The contractual arrangements between the commission and individual member states, where national governments legally commit themselves to implementing agreed structural reforms in return for access to "associated solidarity mechanisms" is an old Merkel proposal. Its time now seems to have arrived. It further resembles the recent quid pro quos in which the European Commission and the euro group permitted looser fiscal targets for some member states in return for their commitment to structural reforms.
In effect, German flexibility on the single resolution mechanism can be seen as another down payment granted in return for the Merkel agenda of long-term institutional changes in the euro area. Merkel noted, moreover, that the principle of contractual arrangements has been endorsed by other EU leaders.
3. The ECB Has Lost the Debate About Bank Creditor Bail-Ins
In recent weeks, an older debate about the prospects of creditor bail-ins in viable euro area banks has resurfaced in the leaked July 2013 letter from European Central Bank (ECB) President Mario Draghi to Competition Commissioner Joaquín Almunia. At stake is whether euro area banks deemed viable by regulators, but also needing new capital, should tap public sources without imposing losses on junior bond-holders first. The EU Commission state-aid rules from August 2013 envision extremely rare exceptions, when "systemic risks" are present.
Draghi's letter suggested that bail-ins might impair the subordinated euro area debt market. He advised a more lenient approach, sparing creditors out of fear of contagion. Now it is clear that the European Commission did not much care about the ECB's concerns, as it proceeded to publish new rules dictating the opposite. The disparity of views recalls the 2011–12 debate between the ECB and euro area governments (especially Germany), over whether haircuts should be imposed on Greek bondholders. The ECB opposed such costs but lost the debate—showing how even the most politically powerful central bank in the world fails when its demands have fiscal implications for euro area governments.
Why Draghi's letter found its way into the European press months after it was sent, and just before the EU Council, is hard to say. But a "strategic leak" cannot be ruled out, even from the ECB. Perhaps the ECB was hoping that the renewed debate would swing consensus back in its favor, or perhaps it was just trying to politically position itself for any resulting market turmoil. President Draghi has made it clear that "some banks need to fail" to prove the credibility of the upcoming stress tests.
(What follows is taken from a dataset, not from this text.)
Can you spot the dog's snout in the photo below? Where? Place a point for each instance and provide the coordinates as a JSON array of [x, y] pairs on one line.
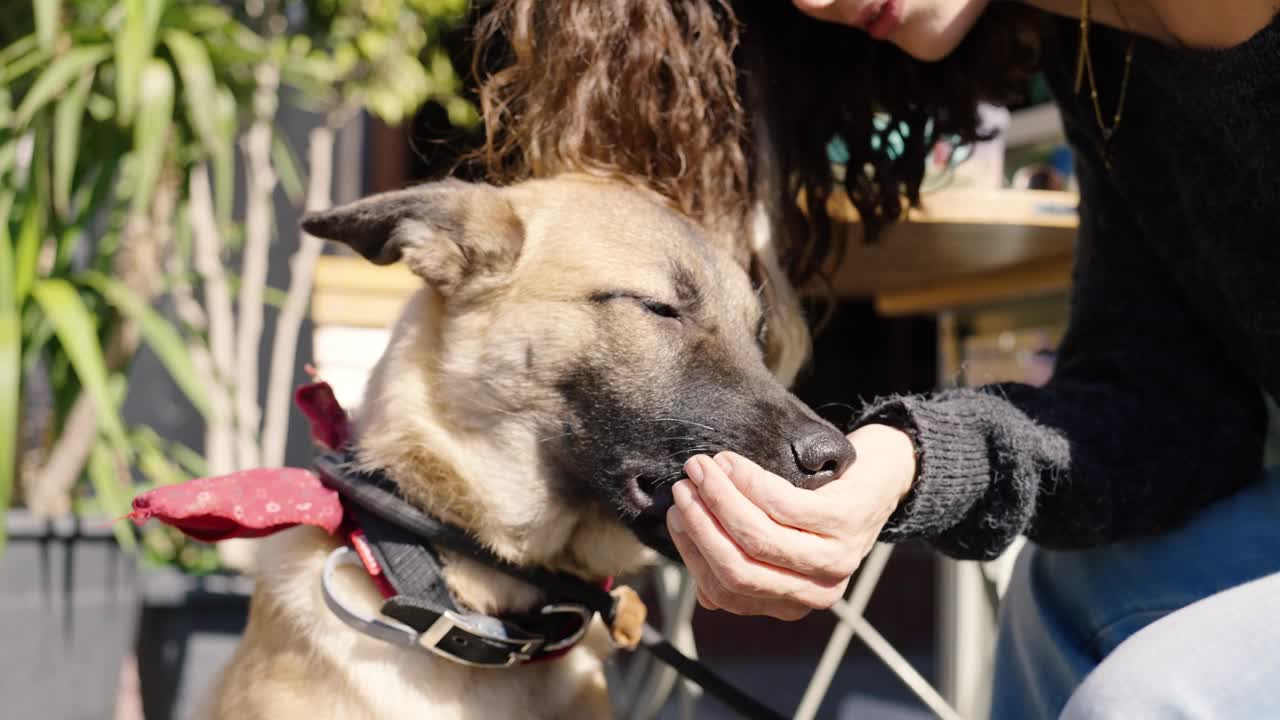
[[822, 451]]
The ECB also wants to protect its balance sheet against political demands for continuing liquidity provision to weak euro area banks unable to recapitalize themselves in markets, but which are not weak enough to be liquidated.
Whatever the EU Council's motivations were, its ruling on the issue was clear:
In this context, the European Council recalls the urgency, for the Member States taking part in the Single Supervisory Mechanism, of establishing a coordinated European approach in preparation for the comprehensive assessment of credit institutions by the European Central Bank. Member States should make all appropriate arrangements, including national backstops, applying state aid rules.
In short, current state aid rules will apply. Junior bondholder bail-ins are mandatory in all but the most extreme cases, before any public money can be injected. Moreover, competition commissioner Almunia is unlikely to back off from his now repeated advocacy of bail-ins, and the European Parliament would not likely approve a new competition commissioner favoring more lenient terms on junior bank bondholders.